Create a Redis cluster (replication group with 2 nodes):
aws elasticache create-replication-group \
--replication-group-id al-redis \
--replication-group-description "AssemblyLine Redis" \
--engine redis \
--cache-node-type cache.t3.medium \
--num-cache-clusters 2 \
--cache-subnet-group-name <your-subnet-group> \
--security-group-ids <your-redis-sg> \
--region us-east-1
ACM Certificate¶
Request a certificate for your domain:
aws acm request-certificate \
--domain-name assemblyline.example.com \
--validation-method DNS \
--region us-east-1
# Note the certificate ARN output — you'll need it for the Helm values
# Complete DNS validation as prompted
IAM Roles & Policies¶
Cluster Role¶
The EKS cluster service role needs:
AmazonEKSClusterPolicy
arn:aws:iam::<AWS_ACCOUNT_ID>:role/<YOUR_CLUSTER_ROLE>
Node Group Role¶
The EC2 node group role needs:
AmazonEKSWorkerNodePolicyAmazonEKS_CNI_PolicyAmazonEC2ContainerRegistryReadOnlyAmazonSSMManagedInstanceCore(optional, for SSM access)

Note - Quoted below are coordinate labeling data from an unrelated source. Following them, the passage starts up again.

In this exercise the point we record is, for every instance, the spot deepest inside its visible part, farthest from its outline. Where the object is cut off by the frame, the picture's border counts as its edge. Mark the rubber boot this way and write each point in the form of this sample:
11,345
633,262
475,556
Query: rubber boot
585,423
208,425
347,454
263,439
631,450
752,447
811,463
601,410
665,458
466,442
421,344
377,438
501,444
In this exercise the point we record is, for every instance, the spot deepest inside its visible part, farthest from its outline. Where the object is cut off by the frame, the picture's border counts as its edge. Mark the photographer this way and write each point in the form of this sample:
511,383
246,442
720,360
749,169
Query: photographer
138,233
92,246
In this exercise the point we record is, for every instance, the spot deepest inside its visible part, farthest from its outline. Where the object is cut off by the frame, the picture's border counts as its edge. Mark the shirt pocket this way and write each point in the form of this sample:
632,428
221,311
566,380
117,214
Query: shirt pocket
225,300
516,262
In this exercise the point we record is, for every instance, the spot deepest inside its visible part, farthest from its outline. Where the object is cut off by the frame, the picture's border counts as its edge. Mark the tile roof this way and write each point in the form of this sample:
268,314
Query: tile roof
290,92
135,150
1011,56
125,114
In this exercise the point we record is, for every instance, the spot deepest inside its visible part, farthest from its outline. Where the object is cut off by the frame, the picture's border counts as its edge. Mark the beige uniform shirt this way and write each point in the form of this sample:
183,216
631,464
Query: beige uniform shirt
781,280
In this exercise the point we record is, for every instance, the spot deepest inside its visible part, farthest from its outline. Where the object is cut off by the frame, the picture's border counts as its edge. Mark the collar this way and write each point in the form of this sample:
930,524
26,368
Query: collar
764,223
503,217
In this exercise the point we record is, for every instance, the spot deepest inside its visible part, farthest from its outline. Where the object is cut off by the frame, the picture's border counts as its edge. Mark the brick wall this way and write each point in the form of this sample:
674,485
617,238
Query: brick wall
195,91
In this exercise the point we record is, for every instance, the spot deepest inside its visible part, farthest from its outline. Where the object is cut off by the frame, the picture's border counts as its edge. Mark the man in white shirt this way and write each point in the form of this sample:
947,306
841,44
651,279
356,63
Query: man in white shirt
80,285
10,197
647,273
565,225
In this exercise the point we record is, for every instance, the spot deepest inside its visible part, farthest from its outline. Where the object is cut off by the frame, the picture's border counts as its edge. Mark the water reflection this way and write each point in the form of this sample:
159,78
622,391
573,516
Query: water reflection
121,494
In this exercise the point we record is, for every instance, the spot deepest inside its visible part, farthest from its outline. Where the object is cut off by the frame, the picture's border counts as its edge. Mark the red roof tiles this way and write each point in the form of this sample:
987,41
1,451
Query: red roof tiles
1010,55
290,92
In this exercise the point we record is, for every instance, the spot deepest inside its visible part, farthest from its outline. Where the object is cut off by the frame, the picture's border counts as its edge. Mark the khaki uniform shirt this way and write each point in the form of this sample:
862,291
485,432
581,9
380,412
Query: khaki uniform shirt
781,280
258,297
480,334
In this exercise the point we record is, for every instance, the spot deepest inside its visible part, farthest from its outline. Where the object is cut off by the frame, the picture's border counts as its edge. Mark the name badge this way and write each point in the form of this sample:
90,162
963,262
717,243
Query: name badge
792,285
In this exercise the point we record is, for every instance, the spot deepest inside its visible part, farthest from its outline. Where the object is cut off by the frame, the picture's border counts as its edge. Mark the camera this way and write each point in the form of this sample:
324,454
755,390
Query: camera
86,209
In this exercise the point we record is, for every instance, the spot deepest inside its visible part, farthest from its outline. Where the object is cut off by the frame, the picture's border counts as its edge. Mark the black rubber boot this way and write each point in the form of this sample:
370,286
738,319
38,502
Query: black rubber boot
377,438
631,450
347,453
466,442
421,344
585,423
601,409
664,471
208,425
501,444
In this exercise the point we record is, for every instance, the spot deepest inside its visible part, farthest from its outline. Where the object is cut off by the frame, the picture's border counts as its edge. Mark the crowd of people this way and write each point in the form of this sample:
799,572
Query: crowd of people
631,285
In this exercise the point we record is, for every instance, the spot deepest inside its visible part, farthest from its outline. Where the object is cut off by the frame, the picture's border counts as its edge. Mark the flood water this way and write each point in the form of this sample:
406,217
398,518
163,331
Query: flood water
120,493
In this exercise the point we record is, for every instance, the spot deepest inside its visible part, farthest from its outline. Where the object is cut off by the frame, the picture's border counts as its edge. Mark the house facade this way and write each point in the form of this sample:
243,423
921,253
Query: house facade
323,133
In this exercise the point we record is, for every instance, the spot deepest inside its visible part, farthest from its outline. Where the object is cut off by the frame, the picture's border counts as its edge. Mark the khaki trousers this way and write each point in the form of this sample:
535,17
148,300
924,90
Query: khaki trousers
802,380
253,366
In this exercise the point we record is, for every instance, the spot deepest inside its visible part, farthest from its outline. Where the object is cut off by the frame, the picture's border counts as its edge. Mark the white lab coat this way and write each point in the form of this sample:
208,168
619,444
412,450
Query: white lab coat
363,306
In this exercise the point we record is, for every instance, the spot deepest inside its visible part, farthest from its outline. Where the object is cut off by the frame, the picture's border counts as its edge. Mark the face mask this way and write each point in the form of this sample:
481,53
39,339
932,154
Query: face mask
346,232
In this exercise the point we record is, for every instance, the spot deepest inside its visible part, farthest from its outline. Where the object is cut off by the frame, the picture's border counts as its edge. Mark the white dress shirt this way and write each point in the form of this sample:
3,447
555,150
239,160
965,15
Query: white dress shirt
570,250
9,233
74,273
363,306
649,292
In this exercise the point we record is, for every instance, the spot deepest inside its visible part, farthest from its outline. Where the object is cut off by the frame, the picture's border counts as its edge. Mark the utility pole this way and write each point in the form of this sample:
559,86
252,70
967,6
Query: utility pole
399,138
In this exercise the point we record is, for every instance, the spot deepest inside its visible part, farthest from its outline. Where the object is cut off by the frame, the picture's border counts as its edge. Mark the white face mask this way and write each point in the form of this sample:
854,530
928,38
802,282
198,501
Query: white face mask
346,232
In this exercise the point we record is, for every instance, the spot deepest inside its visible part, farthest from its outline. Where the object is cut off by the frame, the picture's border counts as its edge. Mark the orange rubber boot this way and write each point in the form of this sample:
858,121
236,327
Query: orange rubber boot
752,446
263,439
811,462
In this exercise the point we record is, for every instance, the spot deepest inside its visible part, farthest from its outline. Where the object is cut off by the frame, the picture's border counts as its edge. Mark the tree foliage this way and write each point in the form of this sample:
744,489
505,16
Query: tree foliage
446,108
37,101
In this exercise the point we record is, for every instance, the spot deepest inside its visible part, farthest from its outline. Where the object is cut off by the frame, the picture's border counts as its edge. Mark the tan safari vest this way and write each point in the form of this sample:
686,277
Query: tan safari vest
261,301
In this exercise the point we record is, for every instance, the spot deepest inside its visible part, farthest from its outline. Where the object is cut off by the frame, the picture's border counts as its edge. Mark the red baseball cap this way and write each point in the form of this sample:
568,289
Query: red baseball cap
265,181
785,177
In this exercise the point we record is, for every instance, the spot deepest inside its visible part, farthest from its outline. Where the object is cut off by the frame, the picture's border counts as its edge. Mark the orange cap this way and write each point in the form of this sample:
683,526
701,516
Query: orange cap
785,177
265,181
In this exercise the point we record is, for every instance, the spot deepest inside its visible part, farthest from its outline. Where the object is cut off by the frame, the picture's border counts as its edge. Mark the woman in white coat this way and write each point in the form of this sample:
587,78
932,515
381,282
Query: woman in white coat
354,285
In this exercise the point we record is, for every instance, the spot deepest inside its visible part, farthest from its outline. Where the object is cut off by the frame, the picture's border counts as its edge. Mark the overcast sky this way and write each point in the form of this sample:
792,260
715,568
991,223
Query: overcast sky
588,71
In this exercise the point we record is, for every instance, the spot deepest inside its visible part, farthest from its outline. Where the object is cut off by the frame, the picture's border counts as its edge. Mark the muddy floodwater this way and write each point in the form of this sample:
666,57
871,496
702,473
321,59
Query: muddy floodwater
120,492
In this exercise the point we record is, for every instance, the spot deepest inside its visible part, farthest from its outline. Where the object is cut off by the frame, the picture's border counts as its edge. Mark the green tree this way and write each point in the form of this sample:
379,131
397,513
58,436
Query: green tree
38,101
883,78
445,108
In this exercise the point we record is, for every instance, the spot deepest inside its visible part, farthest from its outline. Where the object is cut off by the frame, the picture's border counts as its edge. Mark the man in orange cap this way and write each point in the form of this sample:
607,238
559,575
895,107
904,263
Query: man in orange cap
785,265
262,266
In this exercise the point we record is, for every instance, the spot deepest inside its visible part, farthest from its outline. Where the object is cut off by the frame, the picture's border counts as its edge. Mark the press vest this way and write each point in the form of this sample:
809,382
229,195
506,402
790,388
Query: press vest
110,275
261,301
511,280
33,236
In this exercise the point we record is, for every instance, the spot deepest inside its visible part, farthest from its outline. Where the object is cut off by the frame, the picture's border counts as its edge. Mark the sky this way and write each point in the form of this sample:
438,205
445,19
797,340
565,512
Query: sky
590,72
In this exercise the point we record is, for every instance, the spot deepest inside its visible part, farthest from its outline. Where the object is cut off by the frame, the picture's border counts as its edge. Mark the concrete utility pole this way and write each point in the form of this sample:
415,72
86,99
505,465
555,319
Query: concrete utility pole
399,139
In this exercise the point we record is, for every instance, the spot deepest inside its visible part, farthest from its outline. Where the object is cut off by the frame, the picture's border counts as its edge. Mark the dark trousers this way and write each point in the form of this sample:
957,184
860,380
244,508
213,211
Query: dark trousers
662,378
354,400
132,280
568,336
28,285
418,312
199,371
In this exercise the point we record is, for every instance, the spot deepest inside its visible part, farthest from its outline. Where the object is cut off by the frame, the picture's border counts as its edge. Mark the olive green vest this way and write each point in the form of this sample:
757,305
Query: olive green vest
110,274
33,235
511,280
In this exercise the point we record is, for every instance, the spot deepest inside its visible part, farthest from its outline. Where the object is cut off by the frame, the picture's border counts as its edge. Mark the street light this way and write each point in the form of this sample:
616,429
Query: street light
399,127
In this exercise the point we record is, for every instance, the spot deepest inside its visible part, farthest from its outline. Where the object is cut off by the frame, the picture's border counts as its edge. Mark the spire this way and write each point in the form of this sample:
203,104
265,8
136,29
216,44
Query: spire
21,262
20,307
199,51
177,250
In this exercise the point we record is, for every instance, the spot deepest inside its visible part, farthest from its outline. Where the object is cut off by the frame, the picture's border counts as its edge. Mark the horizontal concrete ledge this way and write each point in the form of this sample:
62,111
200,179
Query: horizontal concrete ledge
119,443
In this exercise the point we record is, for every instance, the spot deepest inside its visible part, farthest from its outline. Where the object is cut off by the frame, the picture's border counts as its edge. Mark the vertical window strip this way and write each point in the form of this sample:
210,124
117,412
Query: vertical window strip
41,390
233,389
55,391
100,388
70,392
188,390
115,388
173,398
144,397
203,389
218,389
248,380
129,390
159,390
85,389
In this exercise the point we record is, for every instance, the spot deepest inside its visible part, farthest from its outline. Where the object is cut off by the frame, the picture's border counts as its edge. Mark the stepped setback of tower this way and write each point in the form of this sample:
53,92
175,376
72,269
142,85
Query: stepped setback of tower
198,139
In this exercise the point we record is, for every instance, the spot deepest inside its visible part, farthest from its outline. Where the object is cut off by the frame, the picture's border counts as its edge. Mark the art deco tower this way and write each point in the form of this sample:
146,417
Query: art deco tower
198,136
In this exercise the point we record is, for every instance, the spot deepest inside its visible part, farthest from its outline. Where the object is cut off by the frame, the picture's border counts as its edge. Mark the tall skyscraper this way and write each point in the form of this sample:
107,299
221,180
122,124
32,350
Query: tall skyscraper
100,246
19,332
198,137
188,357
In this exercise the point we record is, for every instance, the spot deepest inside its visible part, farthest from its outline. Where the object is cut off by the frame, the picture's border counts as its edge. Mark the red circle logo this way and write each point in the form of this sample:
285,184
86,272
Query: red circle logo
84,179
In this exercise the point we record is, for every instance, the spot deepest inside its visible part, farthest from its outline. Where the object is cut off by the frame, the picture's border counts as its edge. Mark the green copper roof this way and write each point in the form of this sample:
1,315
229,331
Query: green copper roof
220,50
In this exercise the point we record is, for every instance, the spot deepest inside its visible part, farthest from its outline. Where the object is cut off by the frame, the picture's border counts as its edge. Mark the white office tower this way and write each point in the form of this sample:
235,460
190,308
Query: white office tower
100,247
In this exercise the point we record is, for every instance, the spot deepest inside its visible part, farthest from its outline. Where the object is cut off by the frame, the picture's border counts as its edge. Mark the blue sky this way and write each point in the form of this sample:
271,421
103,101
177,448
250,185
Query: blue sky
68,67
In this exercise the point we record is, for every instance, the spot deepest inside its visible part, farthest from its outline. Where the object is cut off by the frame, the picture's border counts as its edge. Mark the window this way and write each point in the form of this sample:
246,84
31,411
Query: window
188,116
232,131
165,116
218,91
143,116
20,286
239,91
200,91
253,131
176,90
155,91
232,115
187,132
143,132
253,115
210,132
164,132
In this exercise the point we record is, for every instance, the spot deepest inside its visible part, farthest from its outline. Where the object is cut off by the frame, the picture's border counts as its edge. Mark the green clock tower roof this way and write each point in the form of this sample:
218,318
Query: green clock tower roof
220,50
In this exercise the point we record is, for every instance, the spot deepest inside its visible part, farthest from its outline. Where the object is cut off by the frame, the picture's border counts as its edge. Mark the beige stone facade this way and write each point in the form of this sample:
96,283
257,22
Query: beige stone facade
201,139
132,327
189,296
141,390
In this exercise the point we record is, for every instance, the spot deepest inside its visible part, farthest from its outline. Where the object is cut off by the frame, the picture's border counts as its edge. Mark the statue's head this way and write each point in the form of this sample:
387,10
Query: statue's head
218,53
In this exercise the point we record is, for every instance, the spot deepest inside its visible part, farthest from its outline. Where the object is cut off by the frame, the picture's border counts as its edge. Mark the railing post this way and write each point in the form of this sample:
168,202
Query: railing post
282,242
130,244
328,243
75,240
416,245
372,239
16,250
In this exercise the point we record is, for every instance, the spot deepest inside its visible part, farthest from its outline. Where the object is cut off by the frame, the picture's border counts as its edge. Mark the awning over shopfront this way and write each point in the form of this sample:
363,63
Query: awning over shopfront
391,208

arn:aws:iam::<AWS_ACCOUNT_ID>:role/<YOUR_NODE_GROUP_ROLE>
S3 IRSA Role¶
Create an IAM role for Service Account (IRSA) to allow pods to access S3 without static credentials:
# 1. Create OIDC provider for the cluster (one-time)
eksctl utils associate-iam-oidc-provider --cluster assemblyline-cluster --approve --region us-east-1
# 2. Create the IAM role with S3 permissions
# Trust policy must reference the EKS OIDC provider and the specific service account
| Parameter | Value |
|---|---|
| Role ARN | arn:aws:iam::<AWS_ACCOUNT_ID>:role/<YOUR_S3_IRSA_ROLE> |
| Service Account | assemblyline in namespace al |
| Bucket | <YOUR_S3_BUCKET> |
The role needs this S3 policy:
{
"Version": "2012-10-17",
"Statement": [
{
"Effect": "Allow",
"Action": ["s3:GetObject", "s3:PutObject", "s3:DeleteObject", "s3:ListBucket"],
"Resource": [
"arn:aws:s3:::<YOUR_S3_BUCKET>",
"arn:aws:s3:::<YOUR_S3_BUCKET>/*"
]
}
]
}
ALB Controller IRSA¶
The AWS Load Balancer Controller needs its own IRSA role with the standard ALB controller IAM policy. See AWS docs.
Kubernetes Add-ons¶
AWS Load Balancer Controller¶
Pass --set vpcId=<YOUR_VPC_ID> (or add --aws-vpc-id arg) to bypass IMDS VPC lookup. Without this, the controller will crash if IMDS hop limit is 1.
# Add the EKS Helm repo
helm repo add eks https://aws.github.io/eks-charts
helm repo update
# Install the controller
helm install aws-load-balancer-controller eks/aws-load-balancer-controller \
-n kube-system \
--set clusterName=assemblyline-cluster \
--set serviceAccount.create=true \
--set serviceAccount.annotations."eks\.amazonaws\.com/role-arn"=<ALB_CONTROLLER_ROLE_ARN> \
--set replicaCount=2 \
--set vpcId=<YOUR_VPC_ID>
Verification
# Should show 2/2 READY
kubectl get deployment -n kube-system aws-load-balancer-controller
EBS CSI Driver¶
Required for gp2 PersistentVolumes (Elasticsearch data):
# Install as EKS managed add-on
aws eks create-addon \
--cluster-name assemblyline-cluster \
--addon-name aws-ebs-csi-driver \
--service-account-role-arn <EBS_CSI_ROLE_ARN> \
--region us-east-1
Verification
# Should show provisioner: kubernetes.io/aws-ebs
kubectl get storageclass gp2
Cluster Autoscaler (Optional)¶
If using cluster autoscaler, install it and ensure node group ASG tags include:
k8s.io/cluster-autoscaler/enabled = true
k8s.io/cluster-autoscaler/assemblyline-cluster = owned
AssemblyLine Helm Deployment¶
Add Helm Repository¶
helm repo add assemblyline https://cybercentrecanada.github.io/assemblyline-helm-chart/
helm repo update
# Verify chart availability
helm search repo assemblyline/assemblyline --versions
Create Namespace & Secrets¶
# Create namespace
kubectl create namespace al
# The Helm chart auto-generates most secrets, but you may want to pre-create:
# - assemblyline-system-passwords (contains datastore-password)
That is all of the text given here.